MHB Can Two Numbers from a Set of Thirteen Satisfy This Mathematical Inequality?

[anemone]

Show that among any thirteen real and distinct numbers, it is possible to choose two, says, $a$ and $b$ such that $0<\dfrac{a-b}{1+ab}<2-\sqrt{3}$.

 

[kaliprasad]

Show that among any thirteen real and distinct numbers, it is possible to choose any two, says, $a$ and $b$ such that $0<\dfrac{a-b}{1+ab}<2-\sqrt{3}$.

It cannot any 2 because chosen a and b have to be specific here , Here is the solution

Spoiler

write the numbers has $\tan\ x$. Now x shall be between $-90^0$ to $90^0$. divide -90 to 90 degrees of 12 intervals of 15 degrees each.
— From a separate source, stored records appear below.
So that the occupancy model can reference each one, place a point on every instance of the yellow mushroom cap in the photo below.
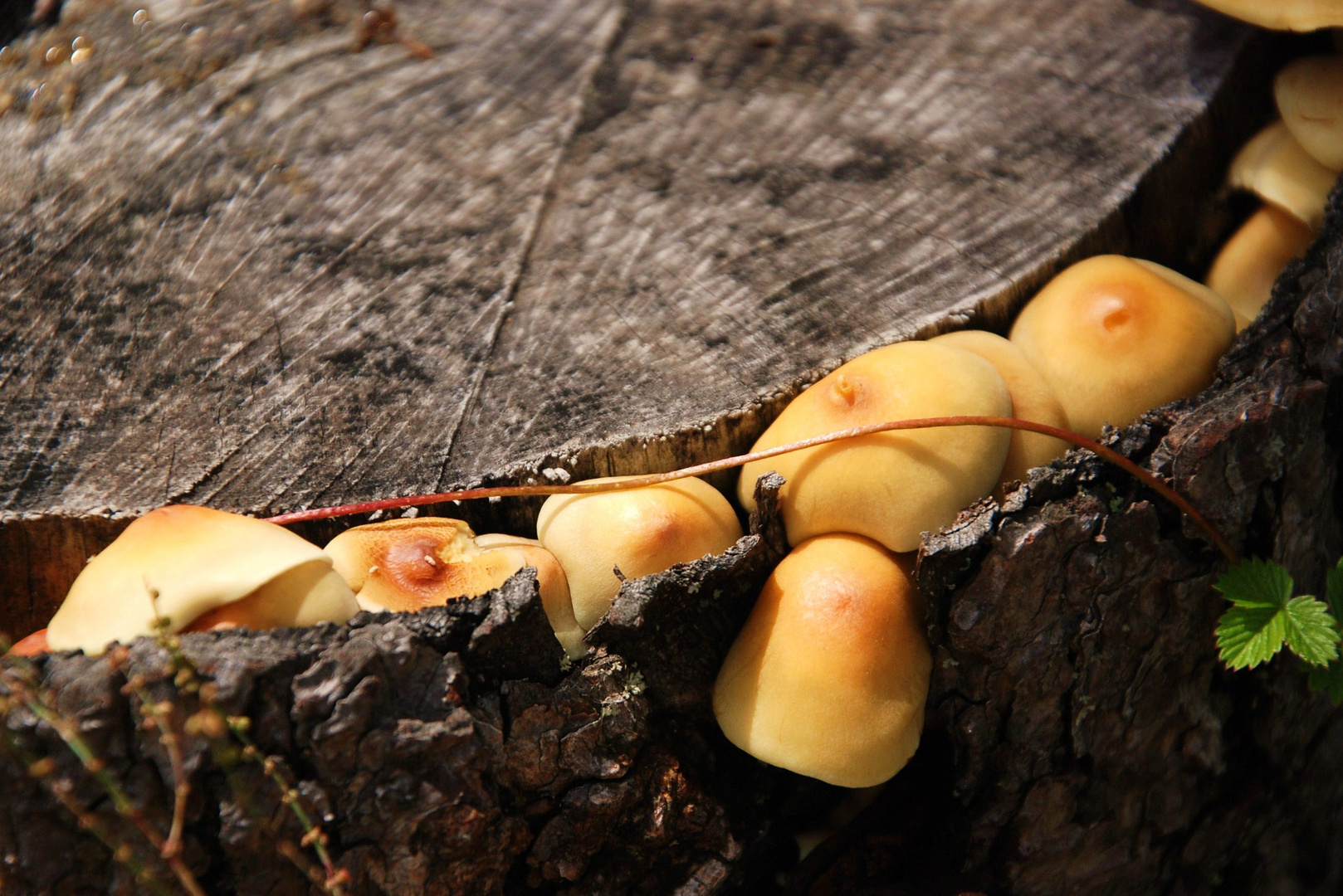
(1116, 338)
(1032, 399)
(1276, 168)
(1253, 257)
(198, 561)
(1310, 99)
(830, 674)
(891, 486)
(638, 531)
(1282, 15)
Now as there are 13 numbers 2 numbers have to in one interval.
say the angles are x, y and tan x = a , tan y = b and a > b
$\dfrac{a-b}{1+ab}= \tan( x - y) \lt tan \ 15 \lt 2-\sqrt{3}$

 

[anemone]

It cannot any 2 because chosen a and b have to be specific here,

Hey kaliprasad, I thought I've already replied to this challenge days ago, so... sorry for the late reply!

Yes, you're right, the wording of the problem sounds wrong, I'll change it so that it becomes a valid and sound problem, thanks for pointing this out...:)

Here is the solution

Spoiler

write the numbers has $\tan\ x$. Now x shall be between $-90^0$ to $90^0$. divide -90 to 90 degrees of 12 intervals of 15 degrees each. Now as there are 13 numbers 2 numbers have to in one interval.
say the angles are x, y and tan x = a , tan y = b and a > b
$\dfrac{a-b}{1+ab}= \tan( x - y) \lt tan \ 15 \lt 2-\sqrt{3}$

Needless to say, you're another math prodigy at our site! Thanks for your neat proof and thanks for participating, also, glad to see you around at the challenge problems sub forum, kali!